Cultural delegates from around the world listened in rapt silence as a lone Cambodian musician, flute in hand, took the stage at the Mediterranean Conference Centre, Valletta.
By the time he finished his address, many were in tears.
Arn Chorn-Pond, 50, is a human rights activist and survivor of the Khmer Rouge genocide, one of the worst atrocities in living memory. As a child, he was taken from his family and sent to a prison camp where he was taught the flute to play propaganda songs as victims were tortured and killed.
Few of those who entered the camp with him and were later sent to the front line as child soldiers left alive. His family were among millions killed across the country.
Music, he believes, literally saved his life. “I used to think it was just music but now, when I listen carefully to my own music, I start to cry. It’s a cleansing for me, to stop having bad dreams,” Mr Chorn-Pond told the Times of Malta.
“If I didn’t have art, I would shoot myself. I would dig my own grave. I’ve lost most of my family, I’ve lost my country. Where can I go? One place, that’s all,” he said, gently tapping his heart.
“Art can make you think twice before killing yourself, it can soothe you.”
It’s a cleansing for me, to stop having bad dreams
After fleeing Cambodia, an arduous journey that involved months alone in the jungles as a boy, Mr Chorn-Pond spent most of his adult life in the US. He has since dedicated himself to a number of causes, central among them Cambodian Living Arts, an organisation he set up to revive the culture of his country, crippled by the murders of as many as 90 per cent of artists in the genocide.
In Malta this week for the World Summit on Arts and Culture, a three-day event bringing together cultural leaders from 80 countries, he is adamant on the transformative power of music and art, as well as the desperate need for governments to invest in it.
“Music is a double-edged sword: the piece I played was used by the Communists to brainwash 12-year-old boys to start thinking about killing,” he said. “But I’ve worked with people using music to help them cope with their problems, self-esteem issues, confusion, loneliness, lack of identity.”
In a time of global divisions, he says, culture is more needed than ever if we are to transcend difference, even as funding dries up and governments shift attention.

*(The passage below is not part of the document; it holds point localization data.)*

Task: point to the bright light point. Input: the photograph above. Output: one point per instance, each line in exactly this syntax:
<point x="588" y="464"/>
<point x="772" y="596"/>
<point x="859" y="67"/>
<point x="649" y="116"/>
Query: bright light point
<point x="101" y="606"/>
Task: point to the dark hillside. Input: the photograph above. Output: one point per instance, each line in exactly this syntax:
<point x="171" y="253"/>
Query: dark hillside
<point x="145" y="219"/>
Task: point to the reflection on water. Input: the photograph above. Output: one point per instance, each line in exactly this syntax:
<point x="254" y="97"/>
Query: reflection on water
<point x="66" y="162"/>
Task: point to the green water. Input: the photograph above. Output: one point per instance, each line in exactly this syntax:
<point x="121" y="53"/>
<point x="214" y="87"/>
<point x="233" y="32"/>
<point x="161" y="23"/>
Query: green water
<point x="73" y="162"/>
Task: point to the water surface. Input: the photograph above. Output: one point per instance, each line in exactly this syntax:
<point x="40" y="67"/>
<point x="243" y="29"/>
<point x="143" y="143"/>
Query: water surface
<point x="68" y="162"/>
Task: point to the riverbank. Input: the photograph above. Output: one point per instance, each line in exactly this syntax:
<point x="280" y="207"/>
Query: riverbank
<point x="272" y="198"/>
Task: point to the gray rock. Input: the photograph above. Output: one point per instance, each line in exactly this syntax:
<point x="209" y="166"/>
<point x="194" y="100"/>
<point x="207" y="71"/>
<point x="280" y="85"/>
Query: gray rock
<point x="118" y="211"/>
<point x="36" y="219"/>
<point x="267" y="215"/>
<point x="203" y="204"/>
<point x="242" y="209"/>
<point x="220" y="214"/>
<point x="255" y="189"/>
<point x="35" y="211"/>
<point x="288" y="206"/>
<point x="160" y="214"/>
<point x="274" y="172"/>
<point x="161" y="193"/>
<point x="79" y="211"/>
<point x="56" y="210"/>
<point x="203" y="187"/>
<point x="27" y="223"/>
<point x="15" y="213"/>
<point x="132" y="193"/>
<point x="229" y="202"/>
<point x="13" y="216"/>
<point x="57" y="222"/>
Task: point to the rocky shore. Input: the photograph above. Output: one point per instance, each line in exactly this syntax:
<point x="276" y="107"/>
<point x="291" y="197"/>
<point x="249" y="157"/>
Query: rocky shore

“We have to learn to persuade people to invest in this; that’s why I continue to talk about my experiences, even when it’s so hard,” he said. “My dead brother and sister – who did nothing wrong, who I watched slowly starve – would be happy for me to share their lives and deaths with the people who have the power to change the world, for us who are still alive, and for our children. Then they won’t have died in vain.”